Proprio questa storia di vita vissuta l’ha spinta a cercare eventuali punti di contatto tra avvistamenti UFO, esperienze di pre-morte, stati di coscienza alterati e altri fenomeni considerati “di confine”. Da questa intuizione è nato uno studio condotto insieme a uno psicologo, attraverso un questionario anonimo pubblicato sul sito del Phoenix Lights Network. Oltre mille persone, provenienti da numerosi Paesi, hanno raccontato le proprie esperienze. Il lavoro è stato successivamente sottoposto a revisione tra pari e pubblicato dalla Society for Scientific Exploration. Secondo Lynne Kitei, i dati mostrerebbero un elemento ricorrente: dopo questo genere di esperienze, molti testimoni descrivono un profondo cambiamento interiore, un aumento dell’empatia, un maggiore senso di connessione con gli altri, con la natura e perfino la percezione di una sorta di legame telepatico con quelle misteriose sfere luminose.

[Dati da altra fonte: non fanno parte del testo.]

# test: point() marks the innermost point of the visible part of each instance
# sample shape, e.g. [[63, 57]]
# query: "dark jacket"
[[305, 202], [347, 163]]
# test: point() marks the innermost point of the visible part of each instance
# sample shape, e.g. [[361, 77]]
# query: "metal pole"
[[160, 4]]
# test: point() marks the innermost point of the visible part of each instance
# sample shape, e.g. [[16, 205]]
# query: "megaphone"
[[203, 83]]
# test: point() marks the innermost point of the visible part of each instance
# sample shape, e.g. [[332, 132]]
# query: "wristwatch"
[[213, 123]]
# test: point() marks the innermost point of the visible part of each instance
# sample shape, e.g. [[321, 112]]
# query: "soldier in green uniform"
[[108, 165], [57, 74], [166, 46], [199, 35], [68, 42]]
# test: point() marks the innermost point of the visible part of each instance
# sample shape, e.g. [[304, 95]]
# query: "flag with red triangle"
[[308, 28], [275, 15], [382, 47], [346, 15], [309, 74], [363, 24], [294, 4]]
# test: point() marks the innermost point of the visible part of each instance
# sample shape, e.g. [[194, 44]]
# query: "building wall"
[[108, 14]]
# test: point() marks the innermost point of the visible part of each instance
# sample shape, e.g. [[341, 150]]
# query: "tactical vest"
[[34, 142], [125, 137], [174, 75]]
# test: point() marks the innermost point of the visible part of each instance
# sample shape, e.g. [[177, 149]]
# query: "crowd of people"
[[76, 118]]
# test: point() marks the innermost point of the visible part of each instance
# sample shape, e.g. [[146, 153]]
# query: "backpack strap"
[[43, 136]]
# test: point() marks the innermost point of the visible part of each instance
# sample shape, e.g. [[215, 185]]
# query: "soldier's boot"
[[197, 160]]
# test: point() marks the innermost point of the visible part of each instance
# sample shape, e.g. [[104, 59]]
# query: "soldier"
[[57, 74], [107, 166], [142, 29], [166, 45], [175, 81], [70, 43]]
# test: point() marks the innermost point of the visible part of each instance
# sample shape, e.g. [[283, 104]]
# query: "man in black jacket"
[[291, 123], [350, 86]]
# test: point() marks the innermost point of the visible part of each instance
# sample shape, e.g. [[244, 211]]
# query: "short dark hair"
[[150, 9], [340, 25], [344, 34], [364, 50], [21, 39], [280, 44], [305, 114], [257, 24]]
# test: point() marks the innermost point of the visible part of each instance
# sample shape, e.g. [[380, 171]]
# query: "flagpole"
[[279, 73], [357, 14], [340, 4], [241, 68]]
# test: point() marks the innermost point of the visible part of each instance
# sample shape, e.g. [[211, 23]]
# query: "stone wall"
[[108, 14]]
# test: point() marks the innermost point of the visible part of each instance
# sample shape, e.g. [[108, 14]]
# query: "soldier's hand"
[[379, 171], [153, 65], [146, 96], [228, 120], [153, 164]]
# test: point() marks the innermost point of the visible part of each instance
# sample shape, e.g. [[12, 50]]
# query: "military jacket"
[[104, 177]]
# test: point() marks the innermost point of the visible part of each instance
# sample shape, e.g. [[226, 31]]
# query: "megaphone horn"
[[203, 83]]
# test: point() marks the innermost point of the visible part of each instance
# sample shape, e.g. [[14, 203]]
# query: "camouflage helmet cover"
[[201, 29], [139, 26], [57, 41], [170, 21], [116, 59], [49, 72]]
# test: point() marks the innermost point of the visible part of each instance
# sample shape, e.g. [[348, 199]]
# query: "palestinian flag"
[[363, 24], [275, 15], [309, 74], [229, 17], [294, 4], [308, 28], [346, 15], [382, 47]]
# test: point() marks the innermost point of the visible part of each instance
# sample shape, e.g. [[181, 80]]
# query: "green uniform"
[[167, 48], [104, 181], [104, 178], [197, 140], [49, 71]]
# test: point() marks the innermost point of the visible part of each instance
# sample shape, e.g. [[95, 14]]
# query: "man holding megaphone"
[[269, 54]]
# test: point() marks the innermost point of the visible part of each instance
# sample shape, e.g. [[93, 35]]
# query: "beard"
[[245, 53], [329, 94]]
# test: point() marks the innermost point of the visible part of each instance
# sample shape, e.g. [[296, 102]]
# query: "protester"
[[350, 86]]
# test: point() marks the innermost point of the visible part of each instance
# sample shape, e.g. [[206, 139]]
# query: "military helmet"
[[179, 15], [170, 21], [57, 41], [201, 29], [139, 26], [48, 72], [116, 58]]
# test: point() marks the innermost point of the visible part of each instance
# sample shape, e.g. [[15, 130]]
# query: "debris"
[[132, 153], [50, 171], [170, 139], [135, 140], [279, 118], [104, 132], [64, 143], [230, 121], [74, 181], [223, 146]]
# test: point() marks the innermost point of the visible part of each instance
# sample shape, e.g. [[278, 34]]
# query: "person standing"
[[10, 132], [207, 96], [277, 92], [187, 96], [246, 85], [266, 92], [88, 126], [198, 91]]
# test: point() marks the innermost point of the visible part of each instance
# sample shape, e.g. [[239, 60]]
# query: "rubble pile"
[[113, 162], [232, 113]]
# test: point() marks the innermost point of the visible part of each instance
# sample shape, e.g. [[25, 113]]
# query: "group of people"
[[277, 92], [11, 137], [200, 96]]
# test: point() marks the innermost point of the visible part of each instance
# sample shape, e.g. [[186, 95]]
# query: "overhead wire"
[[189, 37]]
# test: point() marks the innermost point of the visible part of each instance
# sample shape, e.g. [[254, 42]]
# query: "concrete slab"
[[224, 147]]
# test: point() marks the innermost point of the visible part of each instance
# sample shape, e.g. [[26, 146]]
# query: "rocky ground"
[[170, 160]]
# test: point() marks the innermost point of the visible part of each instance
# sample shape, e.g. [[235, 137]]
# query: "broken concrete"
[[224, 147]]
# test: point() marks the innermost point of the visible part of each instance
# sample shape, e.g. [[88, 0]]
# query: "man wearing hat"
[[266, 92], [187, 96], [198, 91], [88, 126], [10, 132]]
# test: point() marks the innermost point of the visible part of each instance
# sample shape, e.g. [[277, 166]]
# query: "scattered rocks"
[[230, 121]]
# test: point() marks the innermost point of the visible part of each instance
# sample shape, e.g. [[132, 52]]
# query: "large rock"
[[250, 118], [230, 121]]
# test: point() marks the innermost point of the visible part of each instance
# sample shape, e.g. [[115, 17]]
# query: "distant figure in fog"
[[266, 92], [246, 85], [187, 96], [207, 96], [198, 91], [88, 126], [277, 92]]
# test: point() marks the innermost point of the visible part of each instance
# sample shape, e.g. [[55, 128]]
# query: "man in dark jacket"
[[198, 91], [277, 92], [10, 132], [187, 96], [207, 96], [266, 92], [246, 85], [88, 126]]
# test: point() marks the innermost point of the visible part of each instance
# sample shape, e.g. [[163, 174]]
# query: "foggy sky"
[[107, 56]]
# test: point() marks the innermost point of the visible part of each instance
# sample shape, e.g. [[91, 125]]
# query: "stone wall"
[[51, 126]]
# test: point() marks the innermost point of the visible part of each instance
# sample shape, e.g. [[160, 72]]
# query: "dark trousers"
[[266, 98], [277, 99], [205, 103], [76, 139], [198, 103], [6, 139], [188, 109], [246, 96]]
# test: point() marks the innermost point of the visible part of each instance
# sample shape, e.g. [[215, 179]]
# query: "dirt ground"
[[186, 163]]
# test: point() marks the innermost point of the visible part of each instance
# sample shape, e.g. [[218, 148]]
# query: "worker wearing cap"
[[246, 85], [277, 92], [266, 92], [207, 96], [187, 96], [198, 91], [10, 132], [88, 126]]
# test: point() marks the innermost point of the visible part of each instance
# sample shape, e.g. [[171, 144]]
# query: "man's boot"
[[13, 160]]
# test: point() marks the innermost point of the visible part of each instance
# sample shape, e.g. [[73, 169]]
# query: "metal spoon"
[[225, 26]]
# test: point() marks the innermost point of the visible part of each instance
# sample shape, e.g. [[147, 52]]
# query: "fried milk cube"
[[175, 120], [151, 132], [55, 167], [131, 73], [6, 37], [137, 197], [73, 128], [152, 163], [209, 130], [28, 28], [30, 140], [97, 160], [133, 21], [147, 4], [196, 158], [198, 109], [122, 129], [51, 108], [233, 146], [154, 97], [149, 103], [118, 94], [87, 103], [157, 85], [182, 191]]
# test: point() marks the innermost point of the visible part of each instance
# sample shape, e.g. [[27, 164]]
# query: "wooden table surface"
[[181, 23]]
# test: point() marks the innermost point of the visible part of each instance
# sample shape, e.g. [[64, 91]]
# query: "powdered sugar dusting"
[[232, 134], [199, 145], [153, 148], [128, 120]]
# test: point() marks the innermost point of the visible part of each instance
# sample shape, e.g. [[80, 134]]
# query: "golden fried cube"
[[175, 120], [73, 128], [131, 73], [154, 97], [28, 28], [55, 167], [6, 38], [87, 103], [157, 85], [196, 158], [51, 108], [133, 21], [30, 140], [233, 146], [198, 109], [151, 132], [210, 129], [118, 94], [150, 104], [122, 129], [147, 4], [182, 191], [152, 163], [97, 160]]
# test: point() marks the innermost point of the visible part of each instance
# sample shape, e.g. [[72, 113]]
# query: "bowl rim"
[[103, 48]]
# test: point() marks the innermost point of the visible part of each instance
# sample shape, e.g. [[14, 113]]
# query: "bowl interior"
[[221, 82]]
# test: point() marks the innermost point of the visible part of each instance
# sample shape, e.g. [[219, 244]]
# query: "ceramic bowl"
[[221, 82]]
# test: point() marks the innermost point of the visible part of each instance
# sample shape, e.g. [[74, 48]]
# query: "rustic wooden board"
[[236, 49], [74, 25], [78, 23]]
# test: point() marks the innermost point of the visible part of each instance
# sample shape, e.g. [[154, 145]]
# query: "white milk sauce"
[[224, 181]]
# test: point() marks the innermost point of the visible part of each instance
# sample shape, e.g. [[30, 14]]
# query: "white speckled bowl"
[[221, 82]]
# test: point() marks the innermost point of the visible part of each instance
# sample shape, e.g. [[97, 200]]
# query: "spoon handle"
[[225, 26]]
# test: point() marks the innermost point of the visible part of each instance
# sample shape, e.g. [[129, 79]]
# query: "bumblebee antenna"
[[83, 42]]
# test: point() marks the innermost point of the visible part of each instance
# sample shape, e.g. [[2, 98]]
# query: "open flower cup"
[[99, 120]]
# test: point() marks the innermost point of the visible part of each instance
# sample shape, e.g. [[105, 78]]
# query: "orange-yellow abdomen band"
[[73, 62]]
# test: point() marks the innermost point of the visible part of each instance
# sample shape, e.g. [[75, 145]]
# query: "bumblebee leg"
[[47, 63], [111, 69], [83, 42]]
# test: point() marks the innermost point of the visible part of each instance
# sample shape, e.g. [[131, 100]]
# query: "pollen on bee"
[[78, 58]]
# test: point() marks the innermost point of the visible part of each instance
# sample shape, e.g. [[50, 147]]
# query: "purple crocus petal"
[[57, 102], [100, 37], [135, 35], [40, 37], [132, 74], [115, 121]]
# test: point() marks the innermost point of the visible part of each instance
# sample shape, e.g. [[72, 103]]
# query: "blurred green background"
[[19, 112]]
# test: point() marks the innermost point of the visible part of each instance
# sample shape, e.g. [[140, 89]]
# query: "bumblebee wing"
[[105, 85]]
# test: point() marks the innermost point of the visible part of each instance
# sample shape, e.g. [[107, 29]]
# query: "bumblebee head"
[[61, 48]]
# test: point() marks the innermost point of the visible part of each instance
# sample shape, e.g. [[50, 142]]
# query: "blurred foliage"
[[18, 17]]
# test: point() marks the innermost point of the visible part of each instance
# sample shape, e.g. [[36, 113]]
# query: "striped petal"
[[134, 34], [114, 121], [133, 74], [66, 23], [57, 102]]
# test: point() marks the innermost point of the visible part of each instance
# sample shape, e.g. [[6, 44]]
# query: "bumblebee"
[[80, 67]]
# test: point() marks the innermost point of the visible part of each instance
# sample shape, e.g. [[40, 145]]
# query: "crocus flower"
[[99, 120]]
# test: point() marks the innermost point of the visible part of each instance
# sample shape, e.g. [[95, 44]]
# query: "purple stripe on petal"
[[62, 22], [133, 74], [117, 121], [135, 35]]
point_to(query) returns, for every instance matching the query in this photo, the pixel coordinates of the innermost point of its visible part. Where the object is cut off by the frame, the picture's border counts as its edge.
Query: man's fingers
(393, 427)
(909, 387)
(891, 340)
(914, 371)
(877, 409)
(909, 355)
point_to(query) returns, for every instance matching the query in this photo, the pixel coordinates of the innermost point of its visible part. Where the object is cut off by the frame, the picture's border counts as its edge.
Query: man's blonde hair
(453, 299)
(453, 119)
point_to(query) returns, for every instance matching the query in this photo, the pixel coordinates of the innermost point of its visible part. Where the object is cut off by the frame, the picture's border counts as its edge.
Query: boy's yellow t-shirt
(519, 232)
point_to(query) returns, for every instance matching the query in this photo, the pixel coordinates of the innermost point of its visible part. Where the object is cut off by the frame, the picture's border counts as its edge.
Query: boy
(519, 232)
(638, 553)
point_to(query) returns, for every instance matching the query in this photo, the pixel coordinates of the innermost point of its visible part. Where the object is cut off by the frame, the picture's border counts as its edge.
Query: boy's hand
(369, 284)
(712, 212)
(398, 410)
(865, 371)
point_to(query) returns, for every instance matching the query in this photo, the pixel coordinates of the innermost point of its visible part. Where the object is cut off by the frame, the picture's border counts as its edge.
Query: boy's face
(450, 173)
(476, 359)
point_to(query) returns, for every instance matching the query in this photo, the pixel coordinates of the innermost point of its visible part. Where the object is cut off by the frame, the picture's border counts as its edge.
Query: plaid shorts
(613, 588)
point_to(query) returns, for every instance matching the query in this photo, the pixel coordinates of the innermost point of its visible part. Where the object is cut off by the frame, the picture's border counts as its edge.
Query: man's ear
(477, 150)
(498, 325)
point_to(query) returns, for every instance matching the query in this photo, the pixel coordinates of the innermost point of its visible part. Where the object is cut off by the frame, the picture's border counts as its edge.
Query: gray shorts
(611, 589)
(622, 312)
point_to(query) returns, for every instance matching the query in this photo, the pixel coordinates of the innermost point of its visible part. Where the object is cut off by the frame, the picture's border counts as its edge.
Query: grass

LA DOTTORESSA HA CONTINUATO A FOTOGRAFARE LUCI ANOMALE PER ANNI

A rendere ancora più affascinante il quadro contribuisce la tradizione degli Hopi, i Nativi dell’Arizona. Quando Lynne contattò la comunità della riserva di Gila Bend per chiedere se qualcuno avesse osservato le luci del 13 marzo 1997, la risposta la lasciò senza parole. «Le vediamo da secoli», le dissero. «Le chiamiamo Sky People, il Popolo del Cielo». ovvero esseri luminosi associati al mondo dello spirito. Gli Hopi ritengono che tra la South Mountain e le Estrella Mountains si apra una sorta di “Porta delle Stelle”, un portale insomma, nel luogo in cui questi fenomeni si manifesterebbero da tempi immemorabili. Sorprende che la porta stellare delle antiche tradizioni coincida proprio con l’area in cui Lynne ha fotografato quelle anomalie per anni e dove poi si sono manifestate le Luci di Phoenix nel 1997.

PER LA TRIBÜ HOPI, IN QUESTA AREA DELL’ARIZONA CI SAREBBE UN PORTALE

Insomma, a quasi trent’anni di distanza, il mistero continua ad alimentarsi non soltanto attraverso fotografie, filmati e testimonianze, ma anche grazie alle domande che lascia aperte. Che cosa ha fotografato davvero Lynne Kitei prima e dopo le “Luci di Phoenix”? Come spiegare l’anomalia temporale individuata da Bruce Maccabee? E perché così tante persone descrivono effetti psicologici e spirituali tanto simili dopo aver assistito a quel tipo di fenomeno? Sono interrogativi ai quali la scienza, almeno per ora, non ha ancora saputo dare una risposta. Ed è forse proprio per questo che le “Luci di Phoenix” continuano a rappresentare uno degli enigmi più affascinanti della storia degli UFO.

LA DOTTORESSA KITEI IN UNA FOTO DI ALCUNI ANNI FA.